The potential advantage of maintaining separate integration kits -- despite the complexity it adds to Camel-K -- is that the number of dependencies needed for a particular integration can be minimized. YAML support is not needed for a Camel route that is neither expressed in YAML, nor processes YAML. Consequently, using a different integration kit for YAML-based routes allows the necessary dependencies to be added only to those routes. This distinction is not hugely important when running Java code using traditional JVMs, but it may become increasingly relevant when using newer technologies like GraalVM. The underlying principle -- which is not yet fully realized -- is to match integration kits as closely as possible to classes of Camel route.
Redeployment
A significant feature of the Camel-K deployment model is that deploying new code does not require the creation of any new OpenShift/Kubernetes image -- so long as it uses the same integration kit. This is a marked difference from most Camel-based development methodologies for OpenShift/Kubernetes -- in most cases, the way to run changed code is to build and deploy a new Docker image, which is not exactly speedy.
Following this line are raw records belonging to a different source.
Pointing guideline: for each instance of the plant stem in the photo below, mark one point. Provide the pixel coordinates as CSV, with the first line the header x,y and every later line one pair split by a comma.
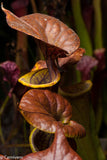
x,y
33,3
4,105
81,28
1,133
98,42
1,112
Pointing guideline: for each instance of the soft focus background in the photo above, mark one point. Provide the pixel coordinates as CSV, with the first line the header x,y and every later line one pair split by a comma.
x,y
88,18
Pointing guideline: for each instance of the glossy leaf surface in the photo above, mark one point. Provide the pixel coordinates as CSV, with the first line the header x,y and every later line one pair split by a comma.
x,y
3,157
59,150
57,37
39,78
11,72
43,109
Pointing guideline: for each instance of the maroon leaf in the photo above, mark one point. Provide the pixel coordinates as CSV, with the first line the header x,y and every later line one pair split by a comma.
x,y
55,37
100,56
11,72
59,150
3,157
85,65
20,7
43,109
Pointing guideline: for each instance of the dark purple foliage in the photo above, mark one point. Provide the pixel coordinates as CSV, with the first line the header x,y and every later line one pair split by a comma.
x,y
85,65
11,72
100,56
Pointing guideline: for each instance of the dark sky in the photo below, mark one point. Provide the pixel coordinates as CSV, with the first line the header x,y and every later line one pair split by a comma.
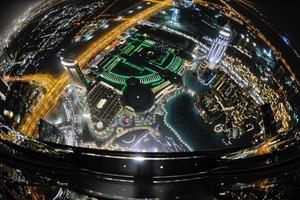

Deploying a modified route to Camel-K amounts to changing the contents of the source in a ConfigMap, and then restarting any pods that are consuming code from that ConfigMap. The pods still have to build a Quarkus application from the new code, but that's generally a lot faster than building a new image.
The kamel
command-line tool even has a "developer" mode,
activitated by running
$ kamel run [file] --dev
In this mode, the kamel
utility runs in the background,
watching for changes to the source file. When changes are detected,
they are redeployed, and take effect as a new integration pod can be
spun up. In practice, this takes a few seconds for sources of modest
complexity. Developer mode also enables --logs
, so
errors are more apparent.
It has to be admitted, I think, that this improvement in development turn-around time comes at the expense of an increase pod start-up time, because the application to be build from source each time. In practice, it's only the user's code that has to be built -- plus a little boilerplate -- since the Quarkus framework is built into the image as a series of JAR files. So pod start-up time isn't usually more than a second or so. Still, in a "serverless" environment, where the number of running pods scales up and down on demand, this additional start-up time could be significant.
Closing remarks
I've tried to provide an overview of the way that Camel-K takes snippets of Camel source code, in a variety of different languages, and generates a running application on OpenShift or Kubernetes. The infrastructure that makes this possible is fairly complex, and the design decisions involved do embody some compromises. Camel-K is a relatively new technology, and it's implementation has already changed somewhat since its first release. There's still work to do, and I think we can expect further improvements in future.